Jumping rope requires the jumper to first turn the rope, and then jump over
it. That sounds simple, but to successfully continue jumping, the two
movements must be well coordinated. To successfully jump
fast, the timing must be flawless; to successfully jump for a long time, the rhythm must be flawless. That’s why the more you practice jump roping, the more your coordination improves. That’s one of the reasons why jump roping is so popular with boxers, who need excellent coordination, timing, and rhythm to be successful in
Another area where jump roping shines from a fitness
perspective is helping athletes improve their ability to quickly
change direction and change the position of their feet as well as
their hands, says Haft. This agility training is what makes jump roping popular
with grapplers, tennis players, and basketball players.
Improved proprioception (your own awareness of your body’s movement and position)
is key for engaging in everyday life, playing sports, and most importantly, avoiding
injury, says Haft. To jump rope successfully you must know where your feet are in
relation to the rope, and if the rope is turning at 180 revolutions per
minute or faster there’s no time to waste as far as fine tuning your
foot, hand, and body position.
Improved bone density
According to the CDC nearly 19% of women aged 50 or over have osteoporosis of the femur, neck, or lumbar spine, and many more women and men have osteopenia. Research done at Brigham Young University found
that jumping 10 to 20 times a day with 30 second breaks between jumps
significantly improved hip bone mass density in women ages 25 to
50 after 16 weeks.
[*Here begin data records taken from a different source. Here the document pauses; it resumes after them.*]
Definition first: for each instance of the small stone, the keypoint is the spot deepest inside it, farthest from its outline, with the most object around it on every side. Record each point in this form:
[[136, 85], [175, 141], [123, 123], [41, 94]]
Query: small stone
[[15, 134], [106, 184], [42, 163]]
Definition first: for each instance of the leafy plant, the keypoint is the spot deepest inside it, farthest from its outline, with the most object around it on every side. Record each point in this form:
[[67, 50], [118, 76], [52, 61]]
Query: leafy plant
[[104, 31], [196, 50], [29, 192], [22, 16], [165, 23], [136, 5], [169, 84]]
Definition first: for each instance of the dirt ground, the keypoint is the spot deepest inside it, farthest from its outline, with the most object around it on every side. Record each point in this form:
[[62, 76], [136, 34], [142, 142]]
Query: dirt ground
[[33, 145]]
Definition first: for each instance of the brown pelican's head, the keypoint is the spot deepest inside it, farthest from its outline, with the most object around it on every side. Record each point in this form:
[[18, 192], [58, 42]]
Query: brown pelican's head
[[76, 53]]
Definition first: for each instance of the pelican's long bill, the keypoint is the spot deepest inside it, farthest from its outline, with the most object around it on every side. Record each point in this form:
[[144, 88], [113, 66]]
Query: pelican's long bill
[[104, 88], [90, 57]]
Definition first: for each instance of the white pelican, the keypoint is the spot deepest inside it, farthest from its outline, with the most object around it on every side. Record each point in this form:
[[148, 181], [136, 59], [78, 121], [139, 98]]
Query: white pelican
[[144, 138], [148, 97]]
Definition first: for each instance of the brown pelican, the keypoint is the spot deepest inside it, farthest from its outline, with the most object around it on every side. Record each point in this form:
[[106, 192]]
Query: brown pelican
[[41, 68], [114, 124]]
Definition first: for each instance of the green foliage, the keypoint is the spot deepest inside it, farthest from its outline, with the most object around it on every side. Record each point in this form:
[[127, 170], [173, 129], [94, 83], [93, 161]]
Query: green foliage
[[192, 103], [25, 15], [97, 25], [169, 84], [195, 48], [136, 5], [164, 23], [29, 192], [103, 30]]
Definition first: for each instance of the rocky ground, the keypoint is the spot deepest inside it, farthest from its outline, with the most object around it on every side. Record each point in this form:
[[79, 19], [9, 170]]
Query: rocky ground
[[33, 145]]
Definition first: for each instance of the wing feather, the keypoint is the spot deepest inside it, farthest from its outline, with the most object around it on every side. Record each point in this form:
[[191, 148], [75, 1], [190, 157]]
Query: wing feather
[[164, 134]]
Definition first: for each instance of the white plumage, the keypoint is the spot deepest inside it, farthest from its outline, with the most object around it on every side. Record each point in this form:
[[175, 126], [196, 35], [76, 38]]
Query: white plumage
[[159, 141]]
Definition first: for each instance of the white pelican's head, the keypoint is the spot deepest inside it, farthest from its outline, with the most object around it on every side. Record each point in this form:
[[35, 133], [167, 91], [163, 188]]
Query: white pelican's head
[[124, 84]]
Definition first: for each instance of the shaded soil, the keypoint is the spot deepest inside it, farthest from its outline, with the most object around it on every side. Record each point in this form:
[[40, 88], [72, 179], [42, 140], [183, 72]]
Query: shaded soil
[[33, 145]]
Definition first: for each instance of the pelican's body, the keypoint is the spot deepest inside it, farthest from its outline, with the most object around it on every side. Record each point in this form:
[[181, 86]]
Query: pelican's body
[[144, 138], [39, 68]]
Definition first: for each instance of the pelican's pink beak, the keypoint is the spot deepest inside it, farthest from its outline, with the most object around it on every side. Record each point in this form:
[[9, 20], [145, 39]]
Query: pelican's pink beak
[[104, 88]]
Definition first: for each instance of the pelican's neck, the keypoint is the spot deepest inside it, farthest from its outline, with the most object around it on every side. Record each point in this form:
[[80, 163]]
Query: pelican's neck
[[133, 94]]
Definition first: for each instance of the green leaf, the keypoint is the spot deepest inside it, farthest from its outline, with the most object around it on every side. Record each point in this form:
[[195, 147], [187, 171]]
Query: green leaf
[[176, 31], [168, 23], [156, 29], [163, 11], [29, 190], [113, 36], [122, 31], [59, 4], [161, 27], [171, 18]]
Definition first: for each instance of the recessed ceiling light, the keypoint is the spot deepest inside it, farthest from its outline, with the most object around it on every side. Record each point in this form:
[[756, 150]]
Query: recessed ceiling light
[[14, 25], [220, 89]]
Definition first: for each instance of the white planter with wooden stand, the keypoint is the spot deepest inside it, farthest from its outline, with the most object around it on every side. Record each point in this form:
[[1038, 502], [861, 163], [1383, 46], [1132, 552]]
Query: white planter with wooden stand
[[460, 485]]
And perhaps more significantly, there was a
correlation between the amount of exercise performed and the increase
in bone density. Although the study didn’t look at jump roping
specifically, it’s not a stretch to believe that jumping rope will
lead to increased bone density.
Improved body composition
Research says that an adult who weighs 150
pounds will burn roughly 12 calories per minute performing the basic
bounce at a relatively comfortable pace of 125 revolutions per minute.
Jumping at a faster pace, using a weighted rope, or performing a more
challenging step —such as the double under — also has the potential to increase caloric
expenditure. Depending on volume and intensity, jump
roping can play a major role in your cardio routine.
Who Is Jumping Rope Good For?
Haft has personally seen jumping rope benefit a wide range of people, from children as
young as five to adults as old as 85. The benefits listed above apply to just about everyone. For seniors specifically, jump roping can help
improve balance (even if they only spin the rope to the side and don’t
jump over it), bone density, strength, coordination, and
cardiovascular fitness. Haft notes that
those with orthopedic challenges should be cautious and check with a physician before jumping rope.
Any Risks When It Comes to Jumping Rope?
As with starting any new fitness activity, you should know that it’s safe for
you before you begin. If you have orthopedic issues or other health challenges, check with your physician before
jumping. You’ll want to make sure you have a supportive pair of well-fitting sneakers, as well a good flat surface to jump on, preferably
one that has a little give to it, like a wooden basketball court or a
rubberized track, says Haft. And lastly, of course, you’ll need a jump rope! If you don’t already have one, you can shop POPSUGAR’s fitness line, including our Premium Cable Jump Rope ($13).
For beginners, Haft recommends a rope that’s not too light (avoid cable ropes for now) and
can be adjusted to their height. His last recommendation is to start slowly and
progress slowly, in terms of how much you’re jumping each day, to give your body time
to adapt to the stress of the impact from jumping.